Most A/B tests confuse "which variant won" with "did the engine actually help vs doing nothing?" A holdout group answers the second question: a known percentage of traffic gets zero personalization (or a fixed-rule fallback). Comparing engaged-rate across variant × (in-experiment vs holdout) gives you causal uplift, not just relative ranking.

## Why this works

The platform has two complementary mechanisms:

1. **Champion / Challenger on the Score node** — `championChallenger.{champion, challengers[]}` routes per-customer via deterministic hash so the same customer always lands in the same variant.
2. **Tenant-level holdout percentage** — `tenant.settings.holdoutPercentage` (0-100) reserves that share of traffic for a "no NBA" fallback that returns offers sorted by priority weight only (the same path NBA-disabled tenants take).

Combine them and you get: champion-vs-challenger inside the experiment, control group outside, all variants persisted on every decision trace.

## Step 1 — Set the holdout percentage

```bash theme={null}
curl -X PUT https://playground.kaireonai.com/api/v1/tenant-settings \
  -H "Content-Type: application/json" -H "X-Requested-With: XMLHttpRequest" \
  -d '{ "holdoutPercentage": 10 }'
```

This sends \~10% of every customer's deterministic-random roll into the priority-only fallback. Verify with `GET /api/v1/tenant-settings` afterward.

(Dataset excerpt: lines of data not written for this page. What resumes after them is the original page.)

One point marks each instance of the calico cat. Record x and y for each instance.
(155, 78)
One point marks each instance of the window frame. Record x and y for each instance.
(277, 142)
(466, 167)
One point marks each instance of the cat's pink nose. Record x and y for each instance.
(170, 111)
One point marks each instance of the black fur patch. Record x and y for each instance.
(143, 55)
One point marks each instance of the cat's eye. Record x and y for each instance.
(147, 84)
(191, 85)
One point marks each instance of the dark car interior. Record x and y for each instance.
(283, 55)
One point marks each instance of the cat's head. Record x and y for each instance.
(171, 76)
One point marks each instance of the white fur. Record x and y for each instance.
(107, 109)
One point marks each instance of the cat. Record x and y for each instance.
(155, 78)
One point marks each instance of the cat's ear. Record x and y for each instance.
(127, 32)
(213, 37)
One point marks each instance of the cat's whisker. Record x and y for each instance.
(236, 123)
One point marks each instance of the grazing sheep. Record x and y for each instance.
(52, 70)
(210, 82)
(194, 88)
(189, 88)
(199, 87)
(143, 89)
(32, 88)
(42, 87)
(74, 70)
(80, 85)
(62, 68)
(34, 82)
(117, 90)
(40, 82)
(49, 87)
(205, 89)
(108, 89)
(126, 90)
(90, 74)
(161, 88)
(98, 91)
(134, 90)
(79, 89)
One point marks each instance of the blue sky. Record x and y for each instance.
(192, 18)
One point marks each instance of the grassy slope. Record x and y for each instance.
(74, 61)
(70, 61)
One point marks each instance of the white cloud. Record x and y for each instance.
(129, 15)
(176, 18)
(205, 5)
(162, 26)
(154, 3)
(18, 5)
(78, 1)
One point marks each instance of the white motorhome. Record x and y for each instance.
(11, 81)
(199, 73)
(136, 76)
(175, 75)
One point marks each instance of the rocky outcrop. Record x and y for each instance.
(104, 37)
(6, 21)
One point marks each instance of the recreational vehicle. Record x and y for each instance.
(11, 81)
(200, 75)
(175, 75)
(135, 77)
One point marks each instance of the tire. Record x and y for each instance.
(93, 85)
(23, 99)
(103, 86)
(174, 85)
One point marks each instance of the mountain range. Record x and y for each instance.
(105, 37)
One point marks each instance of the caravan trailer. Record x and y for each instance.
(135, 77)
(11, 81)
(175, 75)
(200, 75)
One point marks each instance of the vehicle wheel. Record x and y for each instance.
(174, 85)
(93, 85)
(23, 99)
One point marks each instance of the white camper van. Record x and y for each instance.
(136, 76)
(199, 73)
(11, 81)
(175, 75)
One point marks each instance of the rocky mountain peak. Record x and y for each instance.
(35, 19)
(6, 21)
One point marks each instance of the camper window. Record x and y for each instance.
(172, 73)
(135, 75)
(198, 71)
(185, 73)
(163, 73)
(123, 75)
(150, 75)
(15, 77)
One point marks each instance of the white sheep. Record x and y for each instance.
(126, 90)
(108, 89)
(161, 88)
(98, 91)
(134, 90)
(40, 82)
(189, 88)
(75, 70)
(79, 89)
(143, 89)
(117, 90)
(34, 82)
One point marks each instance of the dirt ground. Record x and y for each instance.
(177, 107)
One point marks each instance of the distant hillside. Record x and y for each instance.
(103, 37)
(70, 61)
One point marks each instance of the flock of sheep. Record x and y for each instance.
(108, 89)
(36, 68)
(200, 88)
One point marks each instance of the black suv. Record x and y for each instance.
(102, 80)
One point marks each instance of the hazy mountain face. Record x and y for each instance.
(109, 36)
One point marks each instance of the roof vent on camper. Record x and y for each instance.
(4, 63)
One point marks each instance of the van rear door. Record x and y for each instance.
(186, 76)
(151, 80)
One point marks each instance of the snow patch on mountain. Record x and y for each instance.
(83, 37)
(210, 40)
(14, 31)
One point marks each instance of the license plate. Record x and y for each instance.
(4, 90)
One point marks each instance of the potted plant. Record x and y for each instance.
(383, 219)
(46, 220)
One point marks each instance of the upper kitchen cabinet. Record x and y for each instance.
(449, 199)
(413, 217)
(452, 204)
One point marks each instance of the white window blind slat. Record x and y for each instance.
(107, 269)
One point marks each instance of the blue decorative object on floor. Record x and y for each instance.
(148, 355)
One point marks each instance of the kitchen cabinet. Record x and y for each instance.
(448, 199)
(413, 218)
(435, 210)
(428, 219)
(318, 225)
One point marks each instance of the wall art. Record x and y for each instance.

## Step 2 — Configure champion/challenger on the Score node

```json theme={null}
{
  "id": "score",
  "type": "score",
  "config": {
    "method": "formula",
    "championChallenger": {
      "enabled": true,
      "experimentId": "cards-q4-uplift",
      "champion":    { "modelKey": "scorecard-v2",   "weight": 50 },
      "challengers": [
        { "modelKey": "bayesian-v2",         "weight": 30 },
        { "modelKey": "gradient_boosted-v2", "weight": 20 }
      ]
    }
  }
}
```

The weights sum to 100. Each customer's `customerId × experimentId` hash falls into one bucket; the routing is persistent across sessions for that customer until you change the configuration.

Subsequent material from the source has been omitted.